Angkatan Udara AS di Korsel: Kami Siap Bertempur 'Malam Ini'

Pangkalan Udara Osan di Korea Selatan menjadi poin penting dalam upaya AS memata-matai Korut.

oleh Khairisa Ferida diperbarui 21 Agu 2017, 07:48 WIB
Diterbitkan 21 Agu 2017, 07:48 WIB
Pesawat F-16 mendarat di landasan pacu di Pangkalan Udara Osan di Pyeongtaek, Korea Selatan
Pesawat F-16 mendarat di landasan pacu di Pangkalan Udara Osan di Pyeongtaek, Korea Selatan (Hong Ki-won/Yonhap via AP)

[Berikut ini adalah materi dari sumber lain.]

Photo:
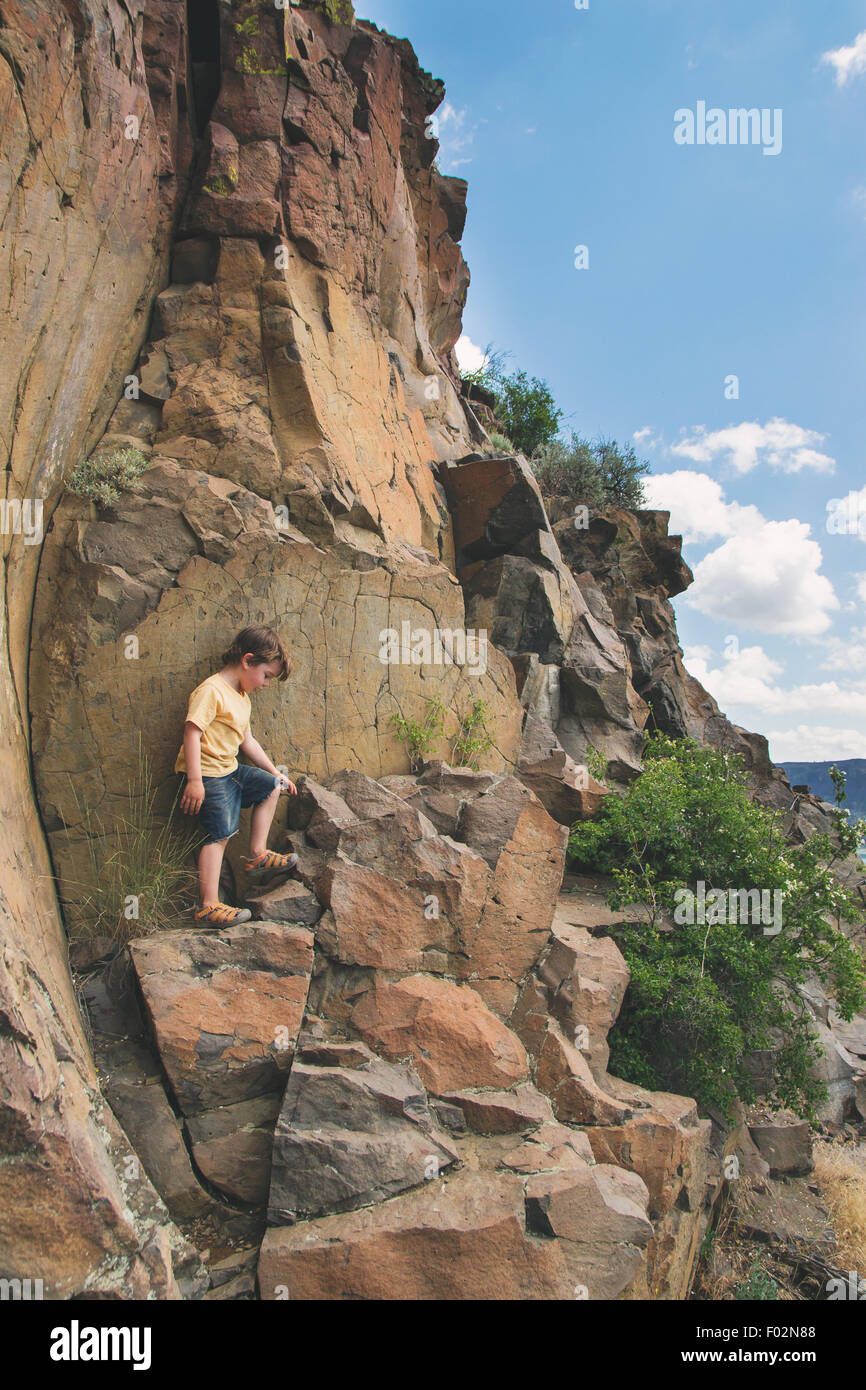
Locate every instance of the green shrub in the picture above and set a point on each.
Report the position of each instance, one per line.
(338, 11)
(758, 1286)
(704, 997)
(420, 738)
(139, 876)
(595, 473)
(471, 740)
(526, 410)
(102, 477)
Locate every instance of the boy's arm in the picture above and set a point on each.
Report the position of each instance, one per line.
(193, 791)
(252, 748)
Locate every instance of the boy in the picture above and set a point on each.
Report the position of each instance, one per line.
(217, 729)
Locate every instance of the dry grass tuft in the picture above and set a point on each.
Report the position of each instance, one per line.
(840, 1171)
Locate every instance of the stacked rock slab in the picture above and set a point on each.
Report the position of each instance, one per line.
(426, 1134)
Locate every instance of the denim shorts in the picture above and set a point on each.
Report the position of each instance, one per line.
(224, 798)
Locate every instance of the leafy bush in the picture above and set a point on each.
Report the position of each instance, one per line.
(471, 740)
(704, 997)
(102, 477)
(598, 473)
(420, 738)
(527, 412)
(523, 405)
(758, 1287)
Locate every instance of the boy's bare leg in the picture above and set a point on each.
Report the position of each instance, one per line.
(260, 823)
(210, 863)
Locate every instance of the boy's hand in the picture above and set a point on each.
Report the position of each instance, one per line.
(192, 798)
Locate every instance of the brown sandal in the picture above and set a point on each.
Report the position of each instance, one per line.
(220, 915)
(270, 862)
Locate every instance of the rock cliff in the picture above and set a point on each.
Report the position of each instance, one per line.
(225, 245)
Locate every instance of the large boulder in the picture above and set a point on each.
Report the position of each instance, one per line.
(349, 1137)
(225, 1008)
(452, 1037)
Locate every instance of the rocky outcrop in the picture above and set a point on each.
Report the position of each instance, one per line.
(93, 156)
(249, 271)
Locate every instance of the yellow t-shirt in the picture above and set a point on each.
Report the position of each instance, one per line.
(224, 717)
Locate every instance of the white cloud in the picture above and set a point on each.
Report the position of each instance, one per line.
(848, 61)
(783, 445)
(845, 653)
(766, 578)
(470, 357)
(766, 573)
(453, 136)
(816, 744)
(747, 683)
(847, 516)
(698, 508)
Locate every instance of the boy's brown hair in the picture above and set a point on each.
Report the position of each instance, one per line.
(263, 644)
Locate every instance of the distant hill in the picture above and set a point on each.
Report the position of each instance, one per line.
(818, 777)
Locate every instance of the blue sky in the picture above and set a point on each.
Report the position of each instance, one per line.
(706, 260)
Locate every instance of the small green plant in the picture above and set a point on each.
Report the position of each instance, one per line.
(523, 405)
(471, 738)
(421, 738)
(758, 1286)
(139, 876)
(597, 473)
(103, 477)
(597, 763)
(249, 63)
(338, 11)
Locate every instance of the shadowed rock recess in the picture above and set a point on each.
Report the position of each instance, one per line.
(391, 1083)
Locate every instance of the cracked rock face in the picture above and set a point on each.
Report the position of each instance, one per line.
(391, 1058)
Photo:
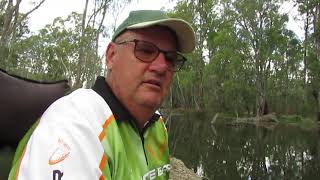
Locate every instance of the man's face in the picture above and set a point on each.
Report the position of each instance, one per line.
(138, 83)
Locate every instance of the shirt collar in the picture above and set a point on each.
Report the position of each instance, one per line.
(119, 111)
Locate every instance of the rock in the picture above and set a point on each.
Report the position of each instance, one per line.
(180, 172)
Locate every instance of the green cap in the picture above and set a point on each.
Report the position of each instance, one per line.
(146, 18)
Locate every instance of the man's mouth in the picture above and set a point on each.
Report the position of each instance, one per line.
(153, 82)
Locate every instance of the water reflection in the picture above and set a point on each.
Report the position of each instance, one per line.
(221, 151)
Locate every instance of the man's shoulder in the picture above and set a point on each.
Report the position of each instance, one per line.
(81, 105)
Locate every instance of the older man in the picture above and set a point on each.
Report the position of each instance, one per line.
(113, 131)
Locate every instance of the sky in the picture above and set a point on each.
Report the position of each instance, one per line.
(62, 8)
(51, 9)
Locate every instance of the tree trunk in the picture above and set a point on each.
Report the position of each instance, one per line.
(316, 25)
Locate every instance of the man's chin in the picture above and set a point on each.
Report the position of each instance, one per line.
(151, 101)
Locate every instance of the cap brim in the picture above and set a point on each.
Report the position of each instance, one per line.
(183, 30)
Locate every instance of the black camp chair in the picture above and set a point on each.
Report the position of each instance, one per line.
(22, 102)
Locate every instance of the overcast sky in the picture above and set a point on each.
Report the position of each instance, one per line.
(62, 8)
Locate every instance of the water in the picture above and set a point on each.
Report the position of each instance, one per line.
(221, 151)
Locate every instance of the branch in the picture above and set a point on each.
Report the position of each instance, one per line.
(35, 8)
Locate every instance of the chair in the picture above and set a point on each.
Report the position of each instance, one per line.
(22, 102)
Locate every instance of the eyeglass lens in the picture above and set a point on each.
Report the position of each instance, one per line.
(147, 52)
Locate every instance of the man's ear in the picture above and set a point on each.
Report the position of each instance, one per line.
(110, 53)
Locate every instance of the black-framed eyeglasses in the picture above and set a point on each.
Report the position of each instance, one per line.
(147, 52)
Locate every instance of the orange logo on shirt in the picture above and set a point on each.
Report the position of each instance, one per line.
(60, 153)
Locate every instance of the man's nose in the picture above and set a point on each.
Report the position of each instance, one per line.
(160, 64)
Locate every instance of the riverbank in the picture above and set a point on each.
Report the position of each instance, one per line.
(180, 172)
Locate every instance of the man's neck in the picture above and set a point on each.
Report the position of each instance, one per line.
(142, 114)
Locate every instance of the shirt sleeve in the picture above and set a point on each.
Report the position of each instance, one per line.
(63, 146)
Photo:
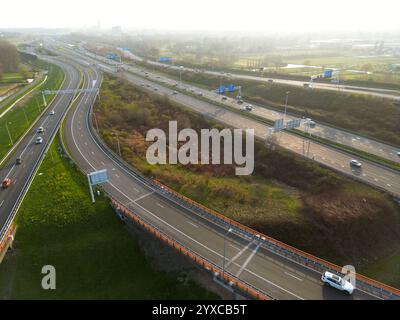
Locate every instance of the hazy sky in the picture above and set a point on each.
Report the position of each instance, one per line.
(247, 15)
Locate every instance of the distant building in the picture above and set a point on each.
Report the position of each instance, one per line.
(116, 31)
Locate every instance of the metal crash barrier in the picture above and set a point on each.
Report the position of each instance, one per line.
(7, 241)
(233, 281)
(366, 284)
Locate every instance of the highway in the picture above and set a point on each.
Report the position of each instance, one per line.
(246, 258)
(370, 173)
(333, 134)
(32, 153)
(336, 135)
(377, 92)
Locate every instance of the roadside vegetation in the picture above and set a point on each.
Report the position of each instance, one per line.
(287, 197)
(366, 115)
(13, 73)
(16, 121)
(95, 255)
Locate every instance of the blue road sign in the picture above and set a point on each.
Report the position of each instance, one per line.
(328, 73)
(165, 59)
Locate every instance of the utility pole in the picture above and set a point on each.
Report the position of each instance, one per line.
(9, 134)
(26, 117)
(286, 102)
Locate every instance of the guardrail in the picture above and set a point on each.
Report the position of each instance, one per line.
(7, 241)
(372, 286)
(205, 263)
(32, 174)
(305, 259)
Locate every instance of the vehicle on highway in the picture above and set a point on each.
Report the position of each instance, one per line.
(247, 107)
(311, 123)
(6, 183)
(355, 163)
(337, 282)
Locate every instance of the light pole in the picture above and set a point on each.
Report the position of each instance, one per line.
(223, 262)
(287, 98)
(119, 147)
(180, 76)
(9, 134)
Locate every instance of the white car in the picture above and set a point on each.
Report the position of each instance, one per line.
(337, 282)
(355, 163)
(248, 107)
(39, 140)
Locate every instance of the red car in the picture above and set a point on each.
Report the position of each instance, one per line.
(6, 183)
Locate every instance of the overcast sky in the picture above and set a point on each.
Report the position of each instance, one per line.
(246, 15)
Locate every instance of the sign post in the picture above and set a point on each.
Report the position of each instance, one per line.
(95, 178)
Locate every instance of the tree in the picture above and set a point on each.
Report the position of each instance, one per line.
(9, 57)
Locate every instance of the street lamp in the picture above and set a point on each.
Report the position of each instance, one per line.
(287, 98)
(9, 134)
(119, 147)
(180, 76)
(223, 262)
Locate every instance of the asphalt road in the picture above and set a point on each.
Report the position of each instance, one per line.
(370, 173)
(377, 92)
(333, 134)
(245, 258)
(32, 153)
(336, 135)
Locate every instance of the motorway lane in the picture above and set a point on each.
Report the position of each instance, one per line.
(337, 135)
(371, 146)
(371, 173)
(262, 268)
(30, 152)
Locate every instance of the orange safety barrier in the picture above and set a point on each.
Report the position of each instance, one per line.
(239, 284)
(277, 242)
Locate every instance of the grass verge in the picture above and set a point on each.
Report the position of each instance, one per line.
(94, 254)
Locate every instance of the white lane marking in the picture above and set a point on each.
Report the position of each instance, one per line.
(143, 196)
(216, 253)
(293, 276)
(248, 260)
(194, 225)
(238, 254)
(163, 221)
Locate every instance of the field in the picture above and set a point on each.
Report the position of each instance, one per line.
(332, 217)
(31, 106)
(94, 254)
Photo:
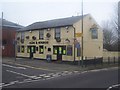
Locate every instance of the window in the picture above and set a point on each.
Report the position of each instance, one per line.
(49, 49)
(57, 33)
(64, 50)
(22, 37)
(22, 49)
(4, 42)
(41, 34)
(28, 49)
(54, 50)
(41, 50)
(94, 33)
(69, 50)
(78, 52)
(36, 48)
(18, 48)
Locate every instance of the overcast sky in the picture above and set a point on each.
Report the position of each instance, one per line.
(25, 12)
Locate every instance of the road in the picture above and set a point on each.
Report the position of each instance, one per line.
(15, 76)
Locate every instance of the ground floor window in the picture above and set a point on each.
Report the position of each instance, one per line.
(41, 49)
(64, 50)
(54, 50)
(59, 50)
(22, 49)
(28, 49)
(78, 52)
(18, 48)
(69, 50)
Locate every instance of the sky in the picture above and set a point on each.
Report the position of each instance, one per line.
(26, 12)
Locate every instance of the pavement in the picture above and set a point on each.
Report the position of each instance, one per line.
(41, 64)
(20, 71)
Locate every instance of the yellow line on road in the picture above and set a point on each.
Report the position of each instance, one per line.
(33, 67)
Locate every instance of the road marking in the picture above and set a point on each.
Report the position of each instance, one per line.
(46, 76)
(13, 66)
(20, 74)
(113, 86)
(42, 75)
(34, 67)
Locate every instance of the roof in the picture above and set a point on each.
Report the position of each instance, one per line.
(53, 23)
(6, 23)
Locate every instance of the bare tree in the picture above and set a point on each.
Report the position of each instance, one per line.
(111, 30)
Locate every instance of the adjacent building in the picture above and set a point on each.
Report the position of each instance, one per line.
(8, 37)
(60, 39)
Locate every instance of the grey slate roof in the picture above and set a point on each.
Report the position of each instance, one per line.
(53, 23)
(7, 23)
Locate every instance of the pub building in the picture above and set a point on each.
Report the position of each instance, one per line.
(60, 39)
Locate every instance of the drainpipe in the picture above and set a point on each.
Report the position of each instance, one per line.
(74, 38)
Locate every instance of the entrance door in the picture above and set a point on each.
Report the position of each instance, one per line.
(59, 53)
(31, 50)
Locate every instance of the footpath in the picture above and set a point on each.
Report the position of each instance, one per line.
(42, 64)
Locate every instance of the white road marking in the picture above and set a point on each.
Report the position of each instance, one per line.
(20, 74)
(13, 66)
(42, 75)
(113, 86)
(75, 71)
(37, 77)
(46, 76)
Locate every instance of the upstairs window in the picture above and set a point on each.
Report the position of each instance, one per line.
(41, 34)
(57, 33)
(94, 33)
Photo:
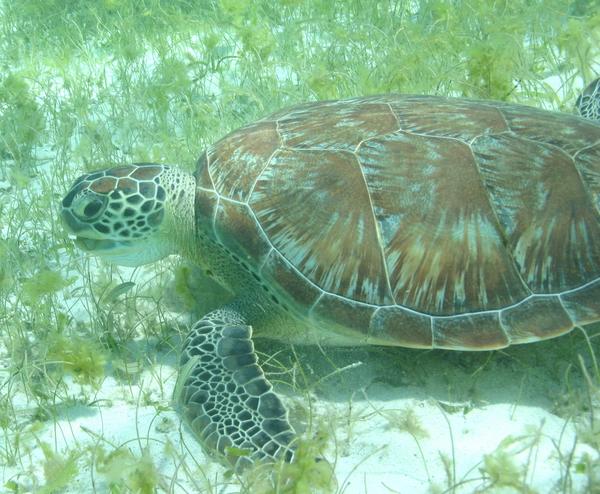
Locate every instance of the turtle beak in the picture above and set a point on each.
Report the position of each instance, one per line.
(71, 223)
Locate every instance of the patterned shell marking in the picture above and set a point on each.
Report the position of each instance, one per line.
(417, 220)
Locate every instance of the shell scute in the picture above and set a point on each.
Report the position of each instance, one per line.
(402, 327)
(350, 316)
(237, 160)
(460, 119)
(444, 251)
(480, 331)
(583, 304)
(234, 221)
(567, 132)
(315, 210)
(278, 271)
(335, 127)
(536, 318)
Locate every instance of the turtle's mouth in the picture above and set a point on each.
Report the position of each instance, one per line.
(96, 245)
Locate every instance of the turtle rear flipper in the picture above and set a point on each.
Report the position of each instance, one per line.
(588, 102)
(225, 397)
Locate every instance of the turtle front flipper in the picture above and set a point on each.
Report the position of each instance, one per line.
(225, 397)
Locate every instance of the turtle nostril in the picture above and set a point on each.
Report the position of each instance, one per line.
(88, 207)
(93, 208)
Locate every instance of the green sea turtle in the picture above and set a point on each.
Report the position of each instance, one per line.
(417, 221)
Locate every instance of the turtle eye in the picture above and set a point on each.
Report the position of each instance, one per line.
(89, 207)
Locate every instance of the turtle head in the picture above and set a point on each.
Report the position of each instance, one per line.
(130, 215)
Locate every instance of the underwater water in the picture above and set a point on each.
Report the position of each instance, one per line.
(88, 350)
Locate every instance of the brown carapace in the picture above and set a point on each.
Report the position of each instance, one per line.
(417, 220)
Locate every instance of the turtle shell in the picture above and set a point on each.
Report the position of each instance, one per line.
(418, 221)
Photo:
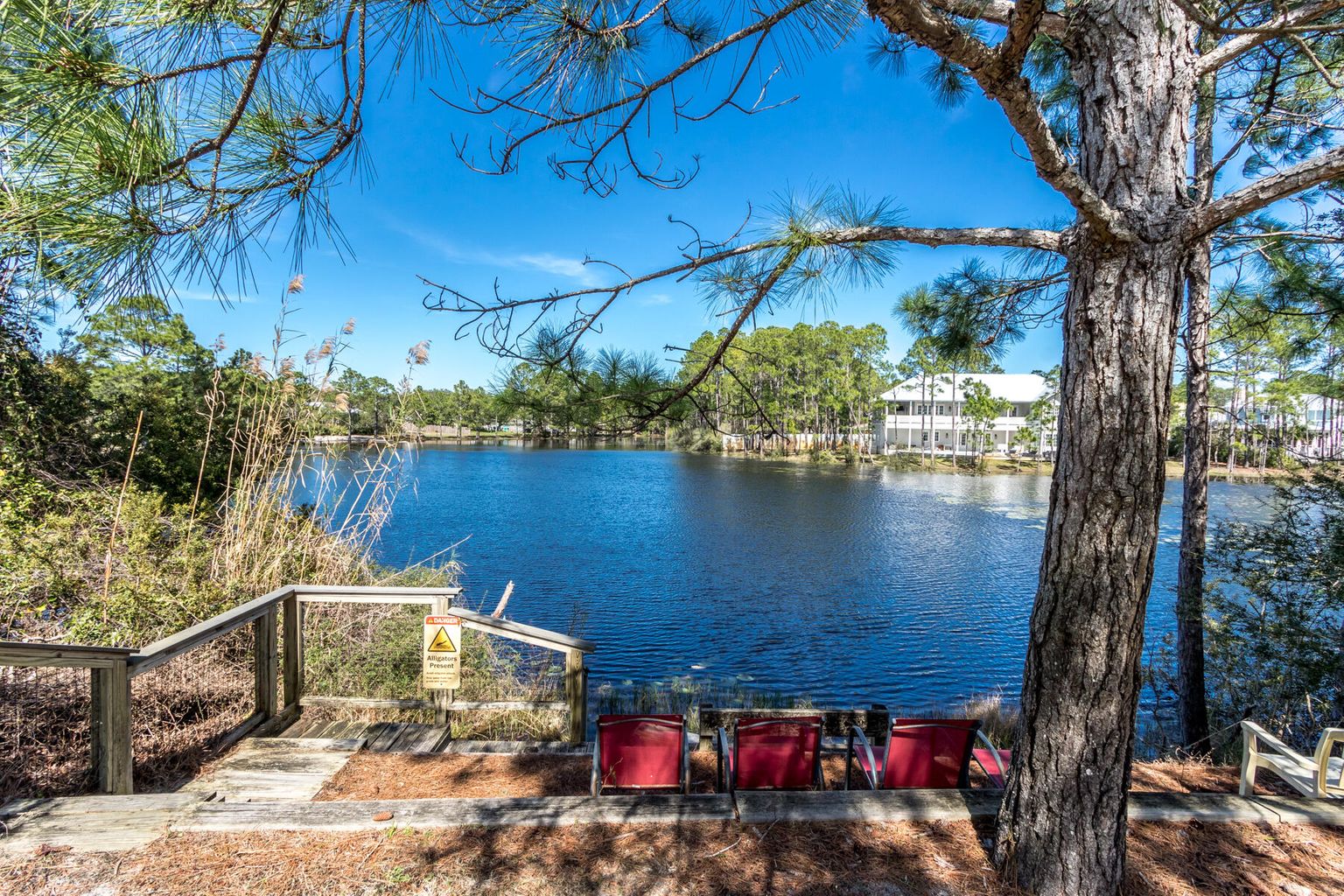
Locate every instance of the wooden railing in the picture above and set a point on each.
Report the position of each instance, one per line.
(280, 690)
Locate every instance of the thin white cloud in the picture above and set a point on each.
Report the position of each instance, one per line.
(544, 262)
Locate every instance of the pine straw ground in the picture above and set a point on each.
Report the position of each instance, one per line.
(663, 860)
(724, 858)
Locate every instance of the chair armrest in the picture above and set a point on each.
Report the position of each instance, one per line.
(1258, 738)
(686, 760)
(872, 773)
(721, 746)
(596, 783)
(993, 752)
(1324, 788)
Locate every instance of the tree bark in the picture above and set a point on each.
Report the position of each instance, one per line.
(1063, 818)
(1194, 531)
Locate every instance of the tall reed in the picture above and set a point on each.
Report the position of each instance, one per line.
(295, 507)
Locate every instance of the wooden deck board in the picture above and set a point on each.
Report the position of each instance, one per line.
(92, 823)
(301, 728)
(420, 739)
(964, 805)
(276, 768)
(125, 822)
(515, 747)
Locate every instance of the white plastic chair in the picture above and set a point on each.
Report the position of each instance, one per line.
(1316, 775)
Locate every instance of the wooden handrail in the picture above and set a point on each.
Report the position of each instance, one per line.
(175, 645)
(30, 653)
(519, 632)
(115, 667)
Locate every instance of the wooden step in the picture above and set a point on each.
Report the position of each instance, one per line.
(536, 812)
(276, 768)
(92, 823)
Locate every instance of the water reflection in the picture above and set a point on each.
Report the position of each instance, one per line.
(851, 586)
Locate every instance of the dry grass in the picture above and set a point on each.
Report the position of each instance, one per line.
(379, 775)
(646, 860)
(382, 775)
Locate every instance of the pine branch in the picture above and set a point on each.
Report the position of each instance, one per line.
(1002, 12)
(1264, 192)
(1012, 92)
(1296, 20)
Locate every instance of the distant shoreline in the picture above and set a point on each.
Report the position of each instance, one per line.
(898, 462)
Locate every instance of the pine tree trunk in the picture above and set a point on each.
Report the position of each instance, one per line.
(1063, 818)
(1194, 532)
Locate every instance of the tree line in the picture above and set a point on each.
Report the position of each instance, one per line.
(1132, 113)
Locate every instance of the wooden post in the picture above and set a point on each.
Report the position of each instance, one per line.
(110, 728)
(265, 659)
(576, 693)
(293, 650)
(443, 699)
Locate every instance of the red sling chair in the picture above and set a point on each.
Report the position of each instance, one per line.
(993, 760)
(772, 754)
(641, 752)
(920, 752)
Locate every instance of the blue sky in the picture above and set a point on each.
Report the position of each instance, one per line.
(426, 214)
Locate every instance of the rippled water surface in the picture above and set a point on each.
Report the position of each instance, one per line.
(850, 586)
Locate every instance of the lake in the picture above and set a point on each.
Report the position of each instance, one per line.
(851, 586)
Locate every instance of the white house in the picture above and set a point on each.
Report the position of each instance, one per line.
(920, 416)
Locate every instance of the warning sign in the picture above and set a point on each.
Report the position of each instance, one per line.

Liputan6.com, Seoul - Dari Pangkalan Udara Osan, Korea Selatan, sebuah pesawat lepas landas sesaat setelah fajar menyingsing. Burung besi itu mengangkasa di atas Semenanjung Korea untuk selanjutnya mengumpulkan dan mengirim data penting ke markas militer Amerika Serikat di Korsel.

Pesawat itu sejatinya bernama Lockheed U-2, tapi juga dikenal dengan julukan "Dragon Lady" yang mampu terbang setinggi 70.000 kaki di atas permukaan laut.

Di tengah situasi di mana Korea Utara mengklaim kemajuan persenjataan nuklirnya dan mengancam akan menyerang Guam, "Dragon Lady" bertugas sebagai pesawat mata-mata yang akan membantu Washington untuk memetakan ancaman sebenarnya.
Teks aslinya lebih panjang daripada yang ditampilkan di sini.